Both teams will run some version of a bullpen game Tuesday. Gray is unlikely to play a part in the festivities after his Game 3 usage. He did not permit a man on base until Arizona second baseman Ketel Marte hit a liner off Semien’s glove for a two-out single in the sixth. The crowd stirred as rookie catcher Gabriel Moreno came to the plate. Gray quieted them with his first pitch, a shin-high, 91.8-mph slider that Moreno popped up to right field.

Gray showed changeup and curveball Monday. Of his 30 pitches, 15 were sliders and 14 were fastballs. Almost all of them were strikes. Arizona appeared happy at his departure. Pham smacked a one-out double in the seventh off reliever Josh Sborz. A run did not materialize. Sborz made outfielder Lourdes Gurriel Jr. flail at a curveball in the dirt for the second out. The third came when outfielder Alek Thomas whiffed on another curve.

Arizona’s best chance coincided with the entrance of Chapman. No longer is Chapman a fearsome closer. His scattershot command makes every outing an adventure.

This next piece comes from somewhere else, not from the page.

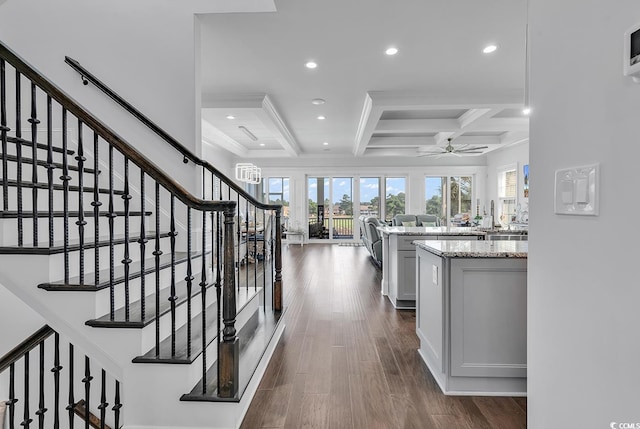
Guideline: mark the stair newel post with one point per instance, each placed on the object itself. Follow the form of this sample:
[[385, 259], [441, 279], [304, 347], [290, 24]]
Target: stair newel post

He began the eighth inning by serving up a leadoff double to pinch-hitter Emmanuel Rivera. A single by shortstop Geraldo Perdomo plated Rivera and turned over the lineup. Chapman recovered to freeze rookie outfielder Corbin Carroll with a waist-high slider. Seager ranged to his left to snag a hard-hit grounder by Marte. Seager fed Semien, who wheeled to throw out Marte at first and snuff out the threat.